Straks is het eindelijk zo ver. Om 14 uur word ik op school verwacht voor het grote type 8 overleg. Samen met de juf en de coördinator van het revalidatiecentrum gaan wij de clb-medewerkster uitleggen waarom wij denken aan buitengewoon onderwijs voor Nina.
En het is irrationeel maar toch moet ik toegeven dat ik een beetje zenuwachtig ben. België is een verzorgingsstaat. Voor kinderen als Nina en Flo zijn er oneindig veel hulp- en steunmiddelen beschikbaar. Maar je moet ze vinden, en meestal moet je ze ook nog afdwingen. In de praktijk voelt steun toch anders aan.

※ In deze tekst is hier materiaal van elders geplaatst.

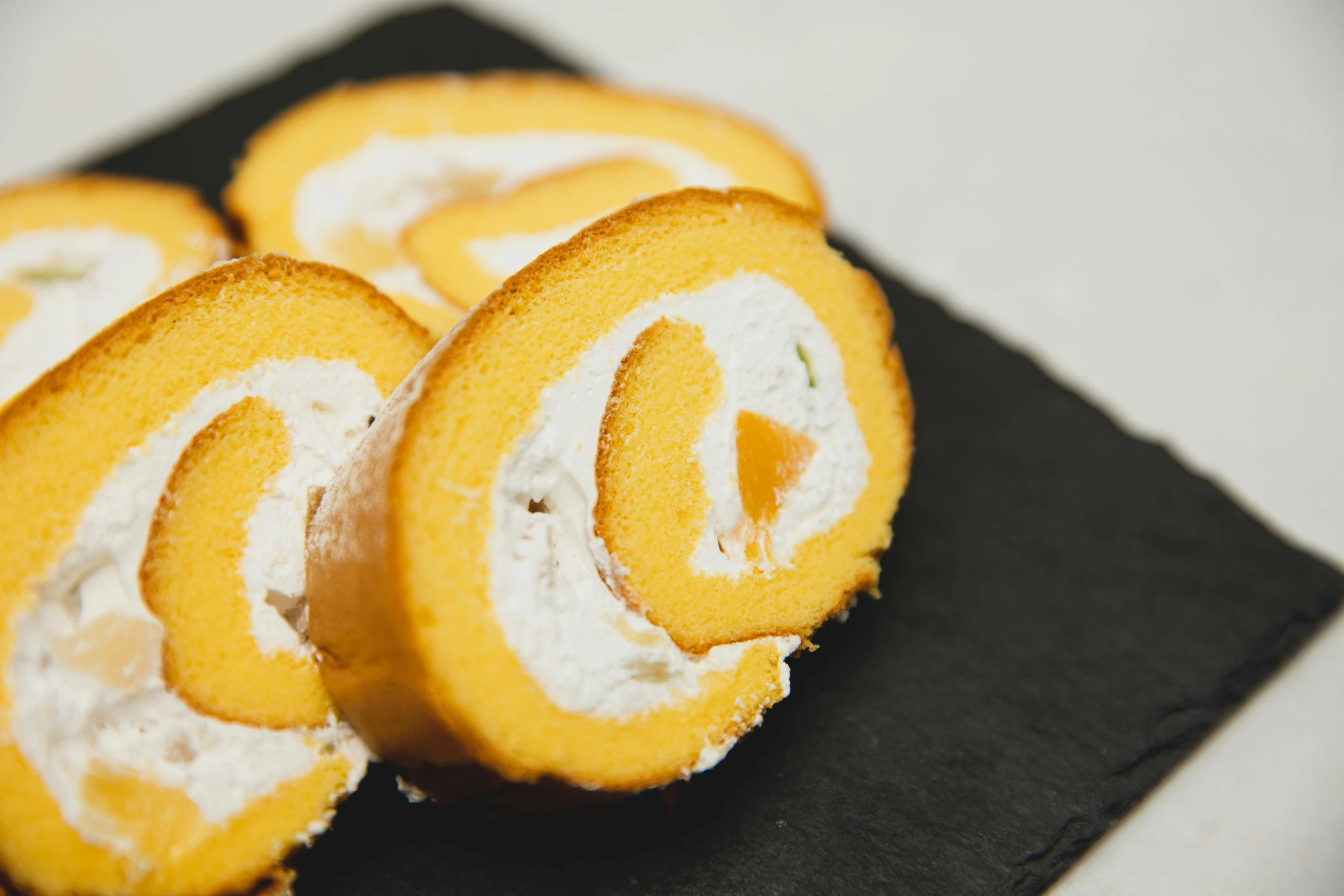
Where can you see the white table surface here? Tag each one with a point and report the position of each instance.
(1147, 197)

Ik denk aan de procedure voor bijkomende kinderbijslag voor Flo. Het ziekenhuis was zo vriendelijk om ons op onze rechten te wijzen. Mensen als wij konden wel een beetje extra steun gebruiken, zei ze. Maar wat volgde was een administratieve hindernissenparcours. Tientallen mails heb ik eerst moeten sturen naar de sociale dienst, gevolgd door een ‘controleafspraak’ bij de adviserend geneesheer. Zonder te dramatiseren maar echt hartelijk en leuk waren die contacten niet.

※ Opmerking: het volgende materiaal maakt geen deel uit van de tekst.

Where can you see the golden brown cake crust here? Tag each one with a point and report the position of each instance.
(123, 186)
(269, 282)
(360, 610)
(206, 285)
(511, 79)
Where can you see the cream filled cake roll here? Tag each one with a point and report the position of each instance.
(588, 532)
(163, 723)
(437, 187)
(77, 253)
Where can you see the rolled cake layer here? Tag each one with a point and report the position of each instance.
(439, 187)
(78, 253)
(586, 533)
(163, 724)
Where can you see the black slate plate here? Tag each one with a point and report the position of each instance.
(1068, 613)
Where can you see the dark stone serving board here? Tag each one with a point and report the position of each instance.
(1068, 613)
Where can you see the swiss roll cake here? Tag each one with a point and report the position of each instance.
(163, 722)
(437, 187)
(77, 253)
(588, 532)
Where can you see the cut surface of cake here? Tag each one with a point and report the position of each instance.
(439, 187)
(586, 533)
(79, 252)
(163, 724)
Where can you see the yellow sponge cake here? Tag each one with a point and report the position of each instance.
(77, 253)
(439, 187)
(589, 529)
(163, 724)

Ook vandaag heb ik het gevoel dat ik een beetje voor de clb-rechtbank moet verschijnen. Mensen zouden misbruik kunnen maken van het systeem, hoor ik. En het zijn dus niet de ouders of de school maar wel het clb die beslist, maakte de medewerkster me duidelijk aan de telefoon.
Het komt goed, dat kan niet anders. Ik ben goed voorbereid. Zowel over Nina als over type 8 onderwijs heb ik me grondig geïnformeerd. Heb met heel veel mensen gepraat. Ik heb alle mogelijk scenario’s zo objectief en zo kritisch mogelijk overwogen. Ik heb mijn vooringenomenheid bijgestuurd. Vergis u niet: dat is geen gemakkelijke oefening. Maar we gaan voor het beste voor Nina, op korte en op lange termijn.
En nu zou het leuk zijn moesten we deze namiddag allemaal aan hetzelfde zeel trekken. Zo kan ik morgen (of later deze week) Nina eindelijk inschrijven.